Jaden also adds to the switchability the Wolves wanted to incorporate this year. The Wolves were not good at the switching defensive scheme this year, so Finch didn’t use it. Players suggested switching all year, but he stayed firm in his stance.
A lineup with McDaniels, Jarred Vanderbilt, and Anthony Edwards would also have incredible recovery ability on the defensive end. Those long, athletic wings would scramble all over the court on the defensive side of the ball.

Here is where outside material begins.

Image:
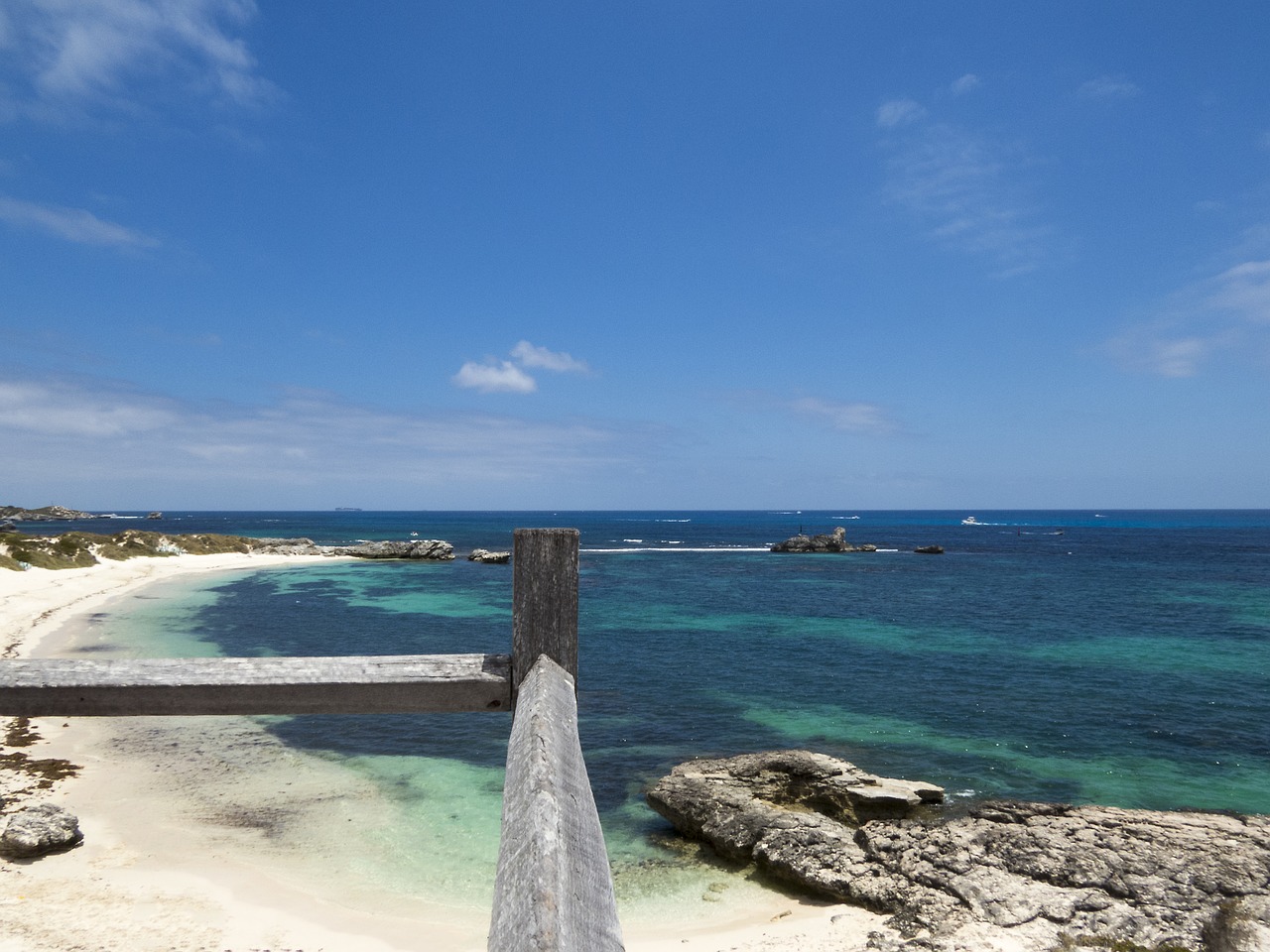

The ideal Jaden McDaniels starting lineup:
PG: D’Angelo Russell
SG: Anthony Edwards
SF: Jaden McDaniels
Another harsh reality the Wolves have to face is that a 34-year-old Beverley is playing 34 minutes per game next year is not sustainable. If the Wolves intend to play Bev 34 minutes per game again, they’ll be lucky if he’s 75% by the playoffs.
If the Wolves opt to replace Beverley in the starting lineup, it doesn’t mean they should significantly reduce his minutes. Although injury concerns will always loom, there’s no reason Pat Bev shouldn’t play 24-26 minutes a night as a sixth man.
Beverley did the state of Minnesota a solid by installing his DNA into this Wolves roster. Now it’s time for the old wolf to let his young pups take the reins from him. It’s not anywhere near the end for Bev, who just inked his new $13 million extensions, but it’s time to take a step down.
Even if he ends up playing only 26 minutes per game, Bev’s impact will still be just as immeasurable.